Chemically, nitazoxanide is the prototype member of the thiazolides, a class of drugs which are synthetic nitrothiazolyl-salicylamide derivatives with antiparasitic and antiviral activity.Tizoxanide, an active metabolite of nitazoxanide in humans, is also an antiparasitic drug of the thiazolide class
Nitazoxanide is an effective first-line treatment for infection by Blastocystis species and is indicated for the treatment of infection by Cryptosporidium parvum or Giardia lamblia in immunocompetent adults and children. It is also an effective treatment option for infections caused by other protozoa and helminths (e.g., Entamoeba histolytica, Hymenolepis nana, Ascaris lumbricoides, and Cyclospora cayetanensis).
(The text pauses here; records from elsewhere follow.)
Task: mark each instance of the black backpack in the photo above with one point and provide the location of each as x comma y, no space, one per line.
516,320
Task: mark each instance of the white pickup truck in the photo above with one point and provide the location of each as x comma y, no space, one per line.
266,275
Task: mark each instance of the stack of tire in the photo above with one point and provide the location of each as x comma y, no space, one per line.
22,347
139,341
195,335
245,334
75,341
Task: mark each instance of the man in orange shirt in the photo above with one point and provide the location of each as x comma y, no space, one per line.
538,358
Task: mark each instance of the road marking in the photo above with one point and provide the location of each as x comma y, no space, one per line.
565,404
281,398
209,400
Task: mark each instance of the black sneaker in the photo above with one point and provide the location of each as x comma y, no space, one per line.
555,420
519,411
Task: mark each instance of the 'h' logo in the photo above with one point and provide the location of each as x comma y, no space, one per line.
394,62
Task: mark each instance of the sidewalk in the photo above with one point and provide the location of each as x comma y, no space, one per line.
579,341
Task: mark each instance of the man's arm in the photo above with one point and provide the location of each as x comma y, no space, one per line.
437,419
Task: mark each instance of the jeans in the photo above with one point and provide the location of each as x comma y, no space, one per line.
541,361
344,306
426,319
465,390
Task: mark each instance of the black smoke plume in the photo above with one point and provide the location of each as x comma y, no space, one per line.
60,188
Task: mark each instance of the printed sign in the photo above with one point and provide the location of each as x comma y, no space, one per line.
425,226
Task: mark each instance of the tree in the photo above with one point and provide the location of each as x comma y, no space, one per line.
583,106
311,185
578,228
As of September 2015, it is in phase 3 clinical trials for the treatment influenza due to its inhibitory effect on a broad range of influenza virus subtypes and efficacy against influenza viruses that are resistant to neuraminidase inhibitors like tamiflu. Nitazoxanide is also being researched as a potential treatment for chronic hepatitis B, chronic hepatitis C, rotavirus and norovirus gastroenteritis.
Chronic hepatitis B
Nitazoxanide alone has shown preliminary evidence of efficacy in the treatment of chronic hepatitis B over a one-year course of therapy. Nitazoxanide 500 mg twice daily resulted in a decrease in serum HBV DNA in all of 4 HBeAg-positive patients, with undetectable HBV DNA in 2 of 4 patients, loss of HBeAg in 3 patients, and loss of HBsAg in one patient. Seven of 8 HBeAg-negative patients treated with nitazoxanide 500 mg twice daily had undetectable HBV DNA and 2 had loss of HBsAg. Additionally, nitazoxanide monotherapy in one case and nitazoxanide plus adefovir in another case resulted in undetectable HBV DNA, loss of HBeAg and loss of HBsAg. These preliminary studies showed a higher rate of HBsAg loss than any currently licensed therapy for chronic hepatitis B. The similar mechanism of action of interferon and nitazoxanide suggest that stand-alone nitazoxanide therapy or nitazoxanide in concert with nucleos(t)ide analogs have the potential to increase loss of HBsAg, which is the ultimate end-point of therapy. A formal phase ? study is being planned for 2009.
Chronic hepatitis C
Romark initially decided to focus on the possibility of treating chronic hepatitis C with nitazoxanide. The drug garnered interest from the hepatology community after three phase II clinical trials involving the treatment of hepatitis C with nitazoxanide produced positive results for treatment efficacy and similar tolerability to placebo without any signs of toxicity.Subsequent clinical trials are ongoing.
A new dosage form of nitazoxanide for use in chronic hepatitic C was developed for future clinical trials. The extended release tablet provides a larger dose of nitazoxanide (675 mg) than the current tablets (500 mg) and is intended to be used twice daily for 7 days.